O evento em questão, que ocorre na periodicidade mensal com temáticas e programação variada, era o festival de confrontos nesse mês denominado "Halloween Brutal - Morte Súbita", e, conforme os mais entendidos, prometia alguns confrontos bastante simbólicos para o lore do wrestling gaúcho e brasileiro. Caso você não saiba, a "luta livre" nesse estilo artístico tem grande parte de sua força advinda do storytelling que permeia os lutadores (tais quais personagens): há os vilões (cuja entrada é costumeiramente adornada por um festival de vaias e impropérios), há os heróis e, dentre esses, os cativantes preferidos do público. Existem as rixas, existem pendengas e questões que ficam dos confrontos anteriores, havendo um conjunto narrativo potente e interessante que nos entusiastas gera toda uma ambientação própria.
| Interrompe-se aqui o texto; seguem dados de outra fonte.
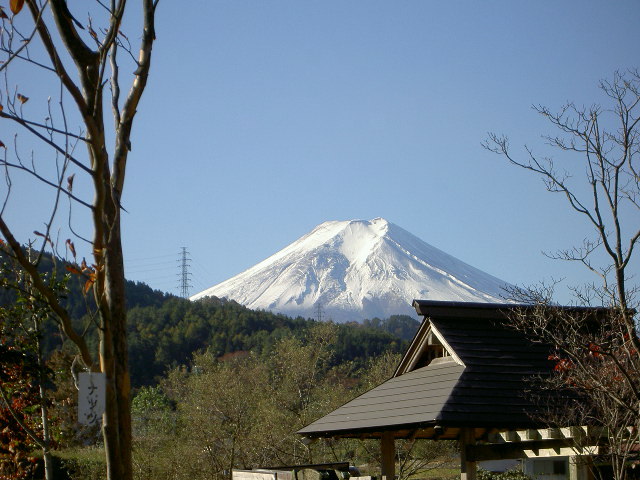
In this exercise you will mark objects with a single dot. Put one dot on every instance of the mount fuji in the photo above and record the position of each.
(354, 270)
No post do blog que anunciava as atrações daquela noite, esse trecho elucida muito:
Mais adiante no card, o Campeão Riograndense Dano Cerebral e o Leão de Tsavo Oba Khan irão ambos enfrentar oponentes do Império do Medo pelo segundo mês consecutivo. Dano irá defender seu cinturão contra André, o Ogro. O gigante de 2 metros de altura e 170 quilos é a mais nova aposta da organização para recuperar o cinturão gaúcho após John Hammer ter falhado em recuperá-lo. Oba Khan vai enfrentar Gazz e John Hammer em uma handicap 2 contra 1. A luta organizada por Ryan, o Patrão aparenta ter dois propósitos: O primeiro, mais óbvio, é tentar parar a força imparável que Oba Khan se tornou desde que ele se voltou contra o Império do Medo. O segundo, especulação minha, é também punir Gazz e Hammer que tem repetidamente falhado em proteger a reputação do Império.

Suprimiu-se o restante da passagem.